Ateismo, materialismo, rivoluzione Michel Onfray pasdaran dei Lumi

Corriere della Sera 29.10.10
Ateismo, materialismo, rivoluzione Michel Onfray pasdaran dei Lumi
«Voltaire e Kant ipocriti bigotti. Meglio Meslier, d’Holbach, Sade»
di Pierluigi Panza

Ai radicalismi che si fronteggiano su scala planetaria dall’inizio del secolo (religiosi, etnici, economici), il filosofo francese anti-salotto buono parigino, Michel Onfray, ne vuole aggiungere un altro: l’Illuminismo radicale. È una posizione che rivendica come caratteristica dell’Europa nel saggio Illuminismo estremo (traduzione di Gregorio de Paola, Ponte alle Grazie, pp. 302, €20)
e che si fonda su almeno quattro aspetti: un marcato e netto ateismo; il riconoscimento del fondamento materialistico e meccanicistico delle cose e degli esseri viventi; la libertà di espressione per ogni forma di piaceri e l’elemento rivoluzionario come azione politica — essendo la rivoluzione francese l’atto caratterizzante l’Europa moderna.
Onfray è un coraggioso filosofo antiaccademico di estrazione popolare, ma che scrive davvero troppi libri perché siano tutti «importanti»: nel suo precedente a questo — una severa critica a Sigmund Freud fondata sul confronto tra pensiero e biografia — si è attirato numerose critiche dall’establishment dei maîtres à penser transalpini, i quali si sono dimenticati nell’occasione che pure il «guru» Michel Foucault era arrivato a interpretare il pensiero di Freud come estrema eredità del pensiero cattolico.

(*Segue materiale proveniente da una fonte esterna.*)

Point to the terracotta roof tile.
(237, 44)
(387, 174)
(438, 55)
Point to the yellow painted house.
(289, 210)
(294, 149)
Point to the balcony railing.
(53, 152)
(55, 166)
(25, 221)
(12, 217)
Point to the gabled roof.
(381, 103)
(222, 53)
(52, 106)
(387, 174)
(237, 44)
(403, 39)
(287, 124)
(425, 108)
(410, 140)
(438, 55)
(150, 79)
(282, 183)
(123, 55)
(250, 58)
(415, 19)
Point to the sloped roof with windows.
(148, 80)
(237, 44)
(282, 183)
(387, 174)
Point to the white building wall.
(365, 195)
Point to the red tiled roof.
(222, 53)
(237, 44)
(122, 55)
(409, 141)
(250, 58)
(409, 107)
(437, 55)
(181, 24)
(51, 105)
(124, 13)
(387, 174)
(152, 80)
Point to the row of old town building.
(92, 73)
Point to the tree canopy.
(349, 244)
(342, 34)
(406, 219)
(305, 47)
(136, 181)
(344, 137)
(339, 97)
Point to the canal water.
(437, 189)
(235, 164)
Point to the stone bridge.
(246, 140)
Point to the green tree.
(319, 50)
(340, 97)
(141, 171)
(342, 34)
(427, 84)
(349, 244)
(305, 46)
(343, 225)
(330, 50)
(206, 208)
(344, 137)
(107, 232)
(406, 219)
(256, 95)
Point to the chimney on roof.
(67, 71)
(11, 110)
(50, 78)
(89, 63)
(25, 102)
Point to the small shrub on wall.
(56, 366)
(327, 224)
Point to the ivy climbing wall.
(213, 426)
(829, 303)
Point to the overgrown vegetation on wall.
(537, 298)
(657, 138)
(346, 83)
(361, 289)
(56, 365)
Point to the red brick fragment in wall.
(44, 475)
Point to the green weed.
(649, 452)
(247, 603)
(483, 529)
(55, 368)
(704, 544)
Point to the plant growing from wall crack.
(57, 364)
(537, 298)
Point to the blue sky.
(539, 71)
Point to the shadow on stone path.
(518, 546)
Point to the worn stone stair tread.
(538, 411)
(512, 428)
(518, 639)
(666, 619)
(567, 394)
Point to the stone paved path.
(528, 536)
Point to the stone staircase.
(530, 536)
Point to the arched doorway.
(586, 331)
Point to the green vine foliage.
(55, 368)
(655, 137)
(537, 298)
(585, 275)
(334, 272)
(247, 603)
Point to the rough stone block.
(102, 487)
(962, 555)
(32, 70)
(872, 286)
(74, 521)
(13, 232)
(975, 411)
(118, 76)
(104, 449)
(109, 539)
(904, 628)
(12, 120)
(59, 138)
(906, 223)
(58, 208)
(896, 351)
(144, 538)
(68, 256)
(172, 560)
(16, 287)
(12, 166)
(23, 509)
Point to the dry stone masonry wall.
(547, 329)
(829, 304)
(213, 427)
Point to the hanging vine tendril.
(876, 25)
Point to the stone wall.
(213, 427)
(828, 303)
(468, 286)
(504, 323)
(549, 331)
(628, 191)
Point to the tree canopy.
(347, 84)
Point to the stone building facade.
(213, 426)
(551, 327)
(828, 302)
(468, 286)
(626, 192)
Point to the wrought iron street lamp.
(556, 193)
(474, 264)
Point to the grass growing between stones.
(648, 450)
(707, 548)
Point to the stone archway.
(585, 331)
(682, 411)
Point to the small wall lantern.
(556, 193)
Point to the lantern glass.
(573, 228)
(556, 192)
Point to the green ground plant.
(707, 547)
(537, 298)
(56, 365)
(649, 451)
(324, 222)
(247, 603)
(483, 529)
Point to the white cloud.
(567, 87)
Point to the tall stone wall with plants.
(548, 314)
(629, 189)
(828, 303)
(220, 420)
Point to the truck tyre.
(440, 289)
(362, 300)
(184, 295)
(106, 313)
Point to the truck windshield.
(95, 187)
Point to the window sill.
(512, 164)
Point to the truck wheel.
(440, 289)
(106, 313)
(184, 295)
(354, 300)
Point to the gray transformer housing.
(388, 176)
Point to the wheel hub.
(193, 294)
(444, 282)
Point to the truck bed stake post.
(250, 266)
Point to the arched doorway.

Forse sarà così anche questa volta, visto che Onfray — pur non invitando gli illuministi radicali a fare guerriglia o attentati nelle strade in nome della Ragione — mette sotto accusa i «padri nobili» dei Lumi: Diderot, d’Alembert, Voltaire e Kant. I quali sono colpevoli di insufficiente radicalismo, più spesso di ipocrisia, come minimo di non aver saputo tagliare i legami con il deismo e la religione o di esser stati quello che oggi si direbbe «politicamente scorretti». Dunque, gli avversari dello sviluppo dei Lumi non sarebbero stati solo gli ultimi occultisti alla Cagliostro, i mesmeristi che guarivano con la calamita, i frenologi che studiavano il bernoccolo della matematica, i seguaci della fisiognomica come Johann Kaspar Lavater o i settari e i dogmatici rifugiati nelle confraternite. No, anche loro, i Kant e i Voltaire, alla fin fine, lasciarono prosperare le due ossessioni di Onfray: il cattolicesimo e le monarchie.
Su che basi giunge a queste condanne? Come per Freud, Onfray procede mostrando la discrasia tra pensiero e comportamento individuale (popolarmente si direbbe «predicano bene e razzolano male»), ovvero comparando teoresi e buco della serratura — o quasi. Diderot è «assai acuto sui popoli dell’altro capo del mondo nel suo Supplemento al viaggio di Bougainville, ma un po’ meno eloquente quando incassa i benefici del suo capitale impegnato nella tratta dei negri». Stessa osservazione per Condorcet: «Pronto a condannare la schiavitù nelle Riflessioni sulla schiavitù dei negri, ma anche a chiedere una moratoria di ottant’anni per non danneggiare i proprietari». Quanto a Kant, la colpa è quella di aver classificato «le donne nella casella dei minorenni di fatto». Accuse anche al naturalista Buffon per l’affermazione che «i negri puzzano di porro» e a Montesquieu perché «difende la pena di morte».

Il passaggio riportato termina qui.